Dietrich Bonhoeffer, a pastor who conspired against Hitler, argues that the original plan for creation places God at the center of all things and people are then created in the image of God. [4]  He claims that people replace God with themselves in the center of being and set themselves up to be “like god.”  This is what sin means.  Sin is humankind located right in the middle where God should be.

What is the obvious conclusion of humankind’s replacement of God with the self?  The death of God as Christ crucified.  It’s as if God said, “Okay humans, so you think you want to be “like God”?   Well, have at it.”  And the cross happened.  But the resurrection is the final word.  The life, death and resurrection of Jesus Christ bring the sin of humankind back into the image of God.[5]  This is a radical, destabilizing claim.  God is the source of our proclamation that “Christ is Risen”, and in it we claim Jesus Christ the conqueror over our very own selves, our frailty, our self-involvement, our sin.  We proclaim our desperate need for His Grace.  That Holy proclamation poises us on the brink of the font, plunges us into the waters and brings us up gasping in the breath of the Holy Spirit.

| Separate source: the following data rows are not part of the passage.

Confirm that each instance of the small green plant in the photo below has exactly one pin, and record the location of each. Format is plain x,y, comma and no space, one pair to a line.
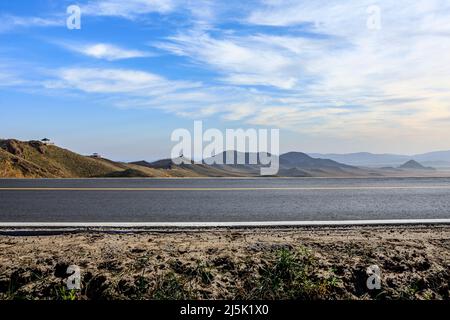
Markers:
170,287
65,294
291,275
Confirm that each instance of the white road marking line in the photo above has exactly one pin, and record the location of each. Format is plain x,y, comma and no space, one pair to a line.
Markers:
218,224
221,188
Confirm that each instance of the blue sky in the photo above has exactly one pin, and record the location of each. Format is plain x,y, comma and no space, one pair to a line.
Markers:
138,69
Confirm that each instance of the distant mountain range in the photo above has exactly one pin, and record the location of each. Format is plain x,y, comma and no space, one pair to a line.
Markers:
37,159
437,159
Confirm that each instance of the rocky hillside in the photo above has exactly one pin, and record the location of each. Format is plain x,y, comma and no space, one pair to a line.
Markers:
34,159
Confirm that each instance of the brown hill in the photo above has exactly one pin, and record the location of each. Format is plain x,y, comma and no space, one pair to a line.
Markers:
35,159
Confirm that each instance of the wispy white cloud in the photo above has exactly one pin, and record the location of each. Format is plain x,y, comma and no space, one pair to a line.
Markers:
12,22
106,51
127,9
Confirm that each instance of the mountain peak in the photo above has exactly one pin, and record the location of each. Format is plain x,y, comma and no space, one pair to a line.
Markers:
412,164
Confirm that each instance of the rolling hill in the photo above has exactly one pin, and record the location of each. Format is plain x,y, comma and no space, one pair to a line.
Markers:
34,159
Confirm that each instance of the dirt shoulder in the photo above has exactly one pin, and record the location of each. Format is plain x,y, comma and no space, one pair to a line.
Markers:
289,263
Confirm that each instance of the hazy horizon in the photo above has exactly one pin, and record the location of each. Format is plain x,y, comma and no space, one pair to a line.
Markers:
331,81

And we rise gasping out of the waters of baptism with the freedom of a Christian – perfectly free, subject to none; perfectly servant, subject to all.[6]  Freedom that unleashes the servant described by Isaiah…“Here is my servant…I have put my spirit upon him; he will bring forth justice to the nations…I am the LORD, I have called you in righteousness, I have taken you by the hand and kept you; …to bring out the prisoners from the dungeon, from the prison those who sit in darkness.”  Freedom that unleashes you to seek justice and mercy for each other and for the world.  And so it is that…

Through the waters of baptism,

Christ forgives you.

Through the waters of baptism,

Christ claims you.

Through the waters of baptism,

Christ frees you.

Through waters of baptism,

Christ loves the world through you.



[1] “Holy Baptism” in Evangelical Lutheran Worship (Minneapolis: Augsburg Fortress, 2006), 230.

[2] Alexandre Dumas, The Count of Monte Cristo (1845), (New York: Modern Library, 1996).

[3] Robert Kolb and Timothy J. Wengert, The Book of Concord: The Confessions of the Evangelical Lutheran Church (Minneapolis: Fortress Press, 2000), 360.

[4] Dietrich Bonhoeffer, Creation and Fall, (Mineapolis: Fortress Press, 2004), 113.

[5] Bonhoeffer, 113.

[6] Martin Luther, The Freedom of a Christian (1520) in Three Treatises (Minneapolis: Fortress Press, 1970), 277.